Mais ce plan, d’une complexité technologique inédite, a rapidement vu son coût exploser. Estimé à plus de 7 milliards de dollars, il est désormais dans le viseur des coupes budgétaires imposées par l’administration américaine. L’abandon de la participation russe, en raison de la guerre en Ukraine, a fragilisé encore davantage l’équilibre du programme. En parallèle, la NASA a reçu l’ordre de recentrer ses efforts sur les vols habités vers la Lune et Mars, reléguant certains projets robotiques au second plan.
Lockheed Martin entre en scène
Dans ce contexte incertain, Lockheed Martin propose un plan radicalement différent : une version simplifiée du MSR, reposant sur des technologies éprouvées et un coût divisé par deux. Son idée ? S’appuyer sur ses 50 années d’expérience dans l’exploration planétaire pour réimaginer la mission autour de composants plus légers, plus petits et donc beaucoup moins coûteux à lancer.
Plutôt que de réinventer des engins complexes, Lockheed propose de réutiliser une architecture similaire à celle du module InSight – qu’elle a déjà construit pour Mars – comme base de l’atterrisseur. La fusée MAV serait redimensionnée pour peser entre 250 et 300 kg, capable de transporter environ 5 kg d’échantillons martiens, soit la quantité actuellement collectée par Perseverance.
Le système de rentrée atmosphérique – qui doit ramener les échantillons sur Terre sans les contaminer ni les perdre – serait lui aussi revu à la baisse. Inspiré des missions de retour de matériaux interstellaires (Genesis, Stardust, OSIRIS-REx), il utiliserait des matériaux composites et un bouclier thermique ultra-léger, conçu spécifiquement pour la rentrée depuis l’orbite martienne.

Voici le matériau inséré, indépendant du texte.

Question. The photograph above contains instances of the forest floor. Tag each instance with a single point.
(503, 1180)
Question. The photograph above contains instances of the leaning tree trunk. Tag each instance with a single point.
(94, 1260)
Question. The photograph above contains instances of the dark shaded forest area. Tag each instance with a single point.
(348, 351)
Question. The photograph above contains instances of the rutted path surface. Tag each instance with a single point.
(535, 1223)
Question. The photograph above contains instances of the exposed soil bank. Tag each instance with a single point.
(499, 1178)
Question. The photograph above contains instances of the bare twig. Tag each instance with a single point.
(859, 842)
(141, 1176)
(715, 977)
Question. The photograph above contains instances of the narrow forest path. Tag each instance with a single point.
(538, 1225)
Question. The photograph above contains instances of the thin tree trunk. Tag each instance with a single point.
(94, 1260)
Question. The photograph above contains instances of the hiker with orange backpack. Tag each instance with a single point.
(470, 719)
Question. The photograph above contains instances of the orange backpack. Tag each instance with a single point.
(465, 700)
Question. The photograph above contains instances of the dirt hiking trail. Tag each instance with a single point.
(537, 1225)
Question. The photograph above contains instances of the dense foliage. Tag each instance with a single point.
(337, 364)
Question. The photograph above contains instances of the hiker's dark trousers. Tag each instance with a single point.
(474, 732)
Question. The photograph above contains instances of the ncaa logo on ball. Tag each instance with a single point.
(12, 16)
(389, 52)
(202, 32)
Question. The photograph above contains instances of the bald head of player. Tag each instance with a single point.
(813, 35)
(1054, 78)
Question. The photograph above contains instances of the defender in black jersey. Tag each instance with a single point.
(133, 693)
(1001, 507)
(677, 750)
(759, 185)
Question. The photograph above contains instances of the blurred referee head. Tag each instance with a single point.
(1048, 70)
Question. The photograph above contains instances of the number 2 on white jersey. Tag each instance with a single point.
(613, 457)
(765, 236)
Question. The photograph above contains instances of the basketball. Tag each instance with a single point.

Enfin, Lockheed se chargerait également de l’étage de croisière chargé d’acheminer l’ensemble jusqu’à Mars, en intégrant les fonctions de navigation, propulsion et alimentation. Autre avantage majeur de la proposition : le contrat serait à prix fixe, avec Lockheed absorbant tout dépassement de coûts, un argument fort dans un contexte de forte pression sur les finances publiques.

Entre ambition scientifique et pragmatisme budgétaire
Ce nouveau plan ne fait pas l’unanimité. Certains scientifiques craignent que cette version « minimaliste » ne compromette la quantité ou la qualité des échantillons rapportés, voire la fiabilité de la mission elle-même. D’autres y voient au contraire une manière réaliste de sauver l’essentiel d’un projet qui risquait tout simplement d’être annulé.
Lockheed Martin, de son côté, assure pouvoir respecter à la fois les contraintes techniques, les exigences de sécurité (notamment la stérilité de la capsule de retour pour éviter toute contamination interplanétaire), et les délais serrés qui permettraient de profiter des fenêtres de tir vers Mars prévues dans la seconde moitié de la décennie.
Selon Whitley Poyser, directeur de l’exploration spatiale lointaine chez Lockheed Martin, « MSR reste l’une des missions les plus précieuses jamais envisagées pour la science planétaire. Et grâce à notre savoir-faire, nous sommes convaincus de pouvoir la mener à bien dans les limites d’un budget responsable. »
Un tournant pour l’exploration martienne ?
À travers cette proposition, c’est toute une philosophie de l’exploration spatiale qui est en jeu. Faut-il maintenir des projets ambitieux coûte que coûte, au risque de les voir sabordés ? Ou vaut-il mieux les adapter à la réalité budgétaire, quitte à réduire leur portée scientifique initiale ?
Dans le cas de Mars Sample Return, la réponse viendra sans doute dans les prochains mois, lorsque la NASA rendra publique sa décision finale. Quoi qu’il en soit, le sort de cette mission historique est désormais entre les mains des décideurs, tiraillés entre rêve martien et rigueur financière.